The answer is no. Serge derives from the Latin serica, meaning wool of the Seres (not to be confused with the World Series). Seres, a Greek word possibly based on a Chinese word for silk, si, meant "the silk people," and was the name the Greeks gave to traders from the Far East.
Sergeant derives by way of Old French sergent and Latin servient from the Latin servire, to serve. When sergeant entered English around 1200, it referred to an attendant or servant, and by 1300 to a common soldier, which may be the rank a few sergeants will be busted down to when Paulson cleans house.
Commissioner derives from the Latin committere, from com (with) and mittere (put, send), which soon came to mean entrust. Officers get their name from the Latin officium, which literally meant the performance of a task, but in medieval Latin acquired the sense of doing divine service. Should you hear RCMP operatives say, "Trust us, we're on a mission from God," blame etymology.
The Stetson got its name from John Batterson Stetson, who in 1865 began producing those wide-brimmed, 10-gallon hats made of felt, a cloth of rolled or pressed wool. Felt has the same Latin root ( filtrum) and the same conjectural Old Germanic root ( felto or filtiz) as filter, which is not surprising, since when filter entered English half a millennium ago it meant felt, which was used to filter liquids.
Filtrum is also the source of infiltrate, as in the RCMP's infiltration of groups under suspicion. It is just a coincidence that the real name of Deep Throat, the FBI associate director who in effect infiltrated the U.S. government to help reporters expose U.S. president Richard Nixon, was Felt, Mark Felt.
Elsewhere in Wordland, last week's column traced the phrase spitting image back to the early 1800s expression "the very spit of." As a few readers noted, the trail goes back further still, to the common saying that a child who looked like his or her father had been spat out by that father.
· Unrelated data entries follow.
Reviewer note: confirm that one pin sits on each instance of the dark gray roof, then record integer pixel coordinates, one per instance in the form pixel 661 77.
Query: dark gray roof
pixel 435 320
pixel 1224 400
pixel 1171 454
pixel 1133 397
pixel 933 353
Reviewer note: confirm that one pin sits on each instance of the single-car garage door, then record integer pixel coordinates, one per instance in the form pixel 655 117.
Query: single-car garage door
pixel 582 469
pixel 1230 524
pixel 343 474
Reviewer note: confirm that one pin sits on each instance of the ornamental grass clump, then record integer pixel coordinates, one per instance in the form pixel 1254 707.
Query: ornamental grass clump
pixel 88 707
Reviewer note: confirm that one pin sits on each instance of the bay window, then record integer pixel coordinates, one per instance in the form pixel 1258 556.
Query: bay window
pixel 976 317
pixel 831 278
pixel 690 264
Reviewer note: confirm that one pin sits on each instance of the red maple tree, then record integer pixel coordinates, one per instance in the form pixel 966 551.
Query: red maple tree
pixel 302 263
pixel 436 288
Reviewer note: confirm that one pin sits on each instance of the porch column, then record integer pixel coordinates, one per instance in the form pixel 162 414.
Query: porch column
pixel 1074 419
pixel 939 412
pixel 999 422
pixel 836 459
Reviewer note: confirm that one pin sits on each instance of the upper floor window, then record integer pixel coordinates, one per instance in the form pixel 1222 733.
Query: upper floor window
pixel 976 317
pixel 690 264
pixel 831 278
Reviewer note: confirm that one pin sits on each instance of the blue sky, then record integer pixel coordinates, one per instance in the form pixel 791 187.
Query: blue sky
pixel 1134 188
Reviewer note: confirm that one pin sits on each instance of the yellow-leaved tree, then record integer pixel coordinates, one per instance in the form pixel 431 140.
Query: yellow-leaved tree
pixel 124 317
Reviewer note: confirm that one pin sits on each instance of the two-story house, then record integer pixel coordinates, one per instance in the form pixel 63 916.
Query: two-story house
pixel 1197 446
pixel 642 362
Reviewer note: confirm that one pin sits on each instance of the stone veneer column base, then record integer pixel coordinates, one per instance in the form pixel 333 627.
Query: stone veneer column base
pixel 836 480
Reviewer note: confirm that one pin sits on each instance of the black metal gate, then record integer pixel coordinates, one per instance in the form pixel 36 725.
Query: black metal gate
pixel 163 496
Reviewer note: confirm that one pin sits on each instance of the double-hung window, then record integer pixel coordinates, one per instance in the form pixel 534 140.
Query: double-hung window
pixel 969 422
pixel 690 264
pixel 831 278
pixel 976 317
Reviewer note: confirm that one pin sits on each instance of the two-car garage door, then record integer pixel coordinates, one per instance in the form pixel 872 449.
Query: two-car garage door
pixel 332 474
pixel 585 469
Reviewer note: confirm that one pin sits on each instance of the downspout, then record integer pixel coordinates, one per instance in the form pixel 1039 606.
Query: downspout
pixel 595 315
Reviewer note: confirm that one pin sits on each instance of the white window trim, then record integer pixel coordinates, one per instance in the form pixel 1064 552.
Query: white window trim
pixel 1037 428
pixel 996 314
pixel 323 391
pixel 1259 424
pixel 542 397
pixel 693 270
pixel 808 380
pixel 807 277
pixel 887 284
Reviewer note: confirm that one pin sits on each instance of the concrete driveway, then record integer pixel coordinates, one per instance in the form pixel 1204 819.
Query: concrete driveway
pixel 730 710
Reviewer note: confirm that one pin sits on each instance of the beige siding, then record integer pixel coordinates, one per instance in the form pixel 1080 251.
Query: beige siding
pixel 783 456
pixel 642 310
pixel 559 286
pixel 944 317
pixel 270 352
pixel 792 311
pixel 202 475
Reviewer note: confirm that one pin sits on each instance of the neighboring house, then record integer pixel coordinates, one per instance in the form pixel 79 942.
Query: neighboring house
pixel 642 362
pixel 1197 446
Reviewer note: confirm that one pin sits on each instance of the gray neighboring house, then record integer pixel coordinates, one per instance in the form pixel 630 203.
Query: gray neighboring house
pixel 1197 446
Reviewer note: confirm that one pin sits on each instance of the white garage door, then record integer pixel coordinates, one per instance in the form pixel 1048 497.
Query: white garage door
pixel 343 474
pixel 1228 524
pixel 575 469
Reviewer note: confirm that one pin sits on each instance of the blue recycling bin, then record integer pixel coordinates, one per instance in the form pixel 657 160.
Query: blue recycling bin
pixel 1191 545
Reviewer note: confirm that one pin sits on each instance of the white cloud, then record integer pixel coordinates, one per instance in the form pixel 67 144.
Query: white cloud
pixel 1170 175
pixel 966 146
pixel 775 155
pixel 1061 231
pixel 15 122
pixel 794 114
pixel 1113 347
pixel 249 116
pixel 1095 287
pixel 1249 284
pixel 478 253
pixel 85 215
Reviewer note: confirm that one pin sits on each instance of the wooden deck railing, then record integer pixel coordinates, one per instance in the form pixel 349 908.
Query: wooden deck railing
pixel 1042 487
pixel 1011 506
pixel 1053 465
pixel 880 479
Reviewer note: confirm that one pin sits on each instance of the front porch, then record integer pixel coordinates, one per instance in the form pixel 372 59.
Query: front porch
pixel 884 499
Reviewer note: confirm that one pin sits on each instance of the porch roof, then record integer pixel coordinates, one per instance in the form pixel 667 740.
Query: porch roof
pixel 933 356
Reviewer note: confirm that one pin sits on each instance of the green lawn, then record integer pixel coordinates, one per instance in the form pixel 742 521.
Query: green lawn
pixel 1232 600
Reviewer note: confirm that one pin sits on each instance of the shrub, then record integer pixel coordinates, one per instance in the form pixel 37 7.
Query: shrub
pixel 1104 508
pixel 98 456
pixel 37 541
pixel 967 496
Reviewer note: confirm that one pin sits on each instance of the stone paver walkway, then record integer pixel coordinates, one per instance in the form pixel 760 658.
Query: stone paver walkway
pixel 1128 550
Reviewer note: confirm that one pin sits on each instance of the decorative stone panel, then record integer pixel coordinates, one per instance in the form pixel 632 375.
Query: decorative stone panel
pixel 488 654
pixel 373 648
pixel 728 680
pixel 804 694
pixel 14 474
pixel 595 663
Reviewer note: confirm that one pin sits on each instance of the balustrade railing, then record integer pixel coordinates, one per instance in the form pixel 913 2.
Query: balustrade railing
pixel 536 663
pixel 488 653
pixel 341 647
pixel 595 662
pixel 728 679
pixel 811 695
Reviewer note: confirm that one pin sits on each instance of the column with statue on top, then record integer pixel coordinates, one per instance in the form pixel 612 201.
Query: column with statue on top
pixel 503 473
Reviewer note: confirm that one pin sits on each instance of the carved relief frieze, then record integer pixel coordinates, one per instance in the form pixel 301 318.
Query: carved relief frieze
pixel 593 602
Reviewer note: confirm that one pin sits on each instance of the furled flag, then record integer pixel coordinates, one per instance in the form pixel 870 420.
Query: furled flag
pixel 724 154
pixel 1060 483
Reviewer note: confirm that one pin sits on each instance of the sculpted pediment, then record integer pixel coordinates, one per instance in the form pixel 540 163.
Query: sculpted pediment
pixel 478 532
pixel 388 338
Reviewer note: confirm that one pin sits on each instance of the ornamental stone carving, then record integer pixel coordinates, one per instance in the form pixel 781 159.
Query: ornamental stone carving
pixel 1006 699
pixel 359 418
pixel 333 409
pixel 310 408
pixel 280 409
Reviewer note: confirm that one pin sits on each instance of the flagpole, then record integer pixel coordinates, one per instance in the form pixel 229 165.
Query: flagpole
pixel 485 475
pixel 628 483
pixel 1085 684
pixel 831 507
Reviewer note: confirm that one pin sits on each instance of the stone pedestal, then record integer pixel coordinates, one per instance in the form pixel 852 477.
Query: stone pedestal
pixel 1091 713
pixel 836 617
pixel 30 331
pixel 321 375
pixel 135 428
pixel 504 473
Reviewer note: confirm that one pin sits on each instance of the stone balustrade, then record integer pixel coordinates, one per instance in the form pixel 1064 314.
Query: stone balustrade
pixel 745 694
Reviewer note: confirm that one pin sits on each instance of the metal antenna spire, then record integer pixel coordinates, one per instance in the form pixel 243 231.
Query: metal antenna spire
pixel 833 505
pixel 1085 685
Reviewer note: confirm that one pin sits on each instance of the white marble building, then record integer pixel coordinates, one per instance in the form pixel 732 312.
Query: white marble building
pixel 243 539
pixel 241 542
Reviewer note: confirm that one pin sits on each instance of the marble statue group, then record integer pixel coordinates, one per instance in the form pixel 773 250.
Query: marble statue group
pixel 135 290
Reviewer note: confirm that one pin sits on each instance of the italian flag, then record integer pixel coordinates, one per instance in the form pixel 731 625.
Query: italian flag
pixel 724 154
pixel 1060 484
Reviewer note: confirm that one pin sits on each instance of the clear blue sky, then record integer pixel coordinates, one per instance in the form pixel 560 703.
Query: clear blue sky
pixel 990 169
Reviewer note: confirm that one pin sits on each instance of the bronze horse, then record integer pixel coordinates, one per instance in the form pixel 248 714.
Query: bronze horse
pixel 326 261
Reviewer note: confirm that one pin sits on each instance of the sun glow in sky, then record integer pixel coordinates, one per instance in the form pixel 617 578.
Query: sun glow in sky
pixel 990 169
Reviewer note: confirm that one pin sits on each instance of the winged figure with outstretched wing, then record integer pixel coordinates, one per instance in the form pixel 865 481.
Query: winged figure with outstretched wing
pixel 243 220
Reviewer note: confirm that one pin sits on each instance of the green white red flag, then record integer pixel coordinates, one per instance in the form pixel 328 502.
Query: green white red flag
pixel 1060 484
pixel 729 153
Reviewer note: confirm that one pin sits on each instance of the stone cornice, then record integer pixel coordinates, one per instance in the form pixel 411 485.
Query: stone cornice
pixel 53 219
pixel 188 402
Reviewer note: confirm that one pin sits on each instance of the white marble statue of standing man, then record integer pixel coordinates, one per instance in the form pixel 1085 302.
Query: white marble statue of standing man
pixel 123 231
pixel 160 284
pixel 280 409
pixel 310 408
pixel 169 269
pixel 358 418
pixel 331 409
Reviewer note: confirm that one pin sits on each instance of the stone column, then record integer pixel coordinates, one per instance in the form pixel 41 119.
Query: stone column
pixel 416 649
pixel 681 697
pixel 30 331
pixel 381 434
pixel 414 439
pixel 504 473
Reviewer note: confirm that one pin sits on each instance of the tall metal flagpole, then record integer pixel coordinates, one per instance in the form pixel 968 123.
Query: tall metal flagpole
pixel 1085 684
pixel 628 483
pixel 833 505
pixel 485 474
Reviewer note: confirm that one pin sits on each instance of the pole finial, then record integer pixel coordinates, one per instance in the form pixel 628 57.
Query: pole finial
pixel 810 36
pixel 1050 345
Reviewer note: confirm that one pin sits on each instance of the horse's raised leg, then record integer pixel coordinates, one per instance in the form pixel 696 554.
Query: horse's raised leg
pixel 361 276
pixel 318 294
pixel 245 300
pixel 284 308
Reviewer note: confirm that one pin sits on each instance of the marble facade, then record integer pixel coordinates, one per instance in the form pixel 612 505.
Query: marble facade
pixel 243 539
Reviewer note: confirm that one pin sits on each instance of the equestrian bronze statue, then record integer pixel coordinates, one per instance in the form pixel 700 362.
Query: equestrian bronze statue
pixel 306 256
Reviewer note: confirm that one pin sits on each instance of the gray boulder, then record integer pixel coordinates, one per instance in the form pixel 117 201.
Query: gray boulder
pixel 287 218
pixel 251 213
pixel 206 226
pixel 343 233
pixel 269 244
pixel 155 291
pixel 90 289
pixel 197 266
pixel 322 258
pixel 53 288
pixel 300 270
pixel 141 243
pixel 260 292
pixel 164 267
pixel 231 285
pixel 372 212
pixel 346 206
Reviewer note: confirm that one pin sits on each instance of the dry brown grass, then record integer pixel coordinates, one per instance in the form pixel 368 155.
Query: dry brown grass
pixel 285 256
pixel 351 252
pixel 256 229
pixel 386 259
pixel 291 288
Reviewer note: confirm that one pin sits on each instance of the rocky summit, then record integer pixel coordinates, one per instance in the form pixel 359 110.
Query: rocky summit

In his 1698 play Love and a Bottle, for instance, Irish-born playwright George Farquhar had a character named Trudge, described in the dramatis personae as "whore to Roebuck," speak these words to Roebuck, "an Irish Gentleman, of a wild roving temper": "Faith, you're all alike, you men are alike – Poor child! He's as like his own dadda as if he were spit out of his mouth."
Yale University linguistics professor Laurence Horn, in a 2004 article in American Speech kindly passed along by reader Santo D'Agostino, wondered why it was always the father rather than the mother who was spitting out the child, and why saliva was the chosen vehicle for paternity. He concluded that "spitten," as in "spitten image," was also a reference to the spewing of semen.
"The identification of spit with semen," Horn wrote, "has been supported with evidence provided by a variety of sources ranging from biblical law and cultural legend to dialect variation and the history of English."
There have been other imaginative theories – that spit was a variation on spirit, or that spitting image was a variation on "splitting image" (producing two identical halves) – but Horn's argument is particularly persuasive. If there is any disagreement, let it not develop into a spat.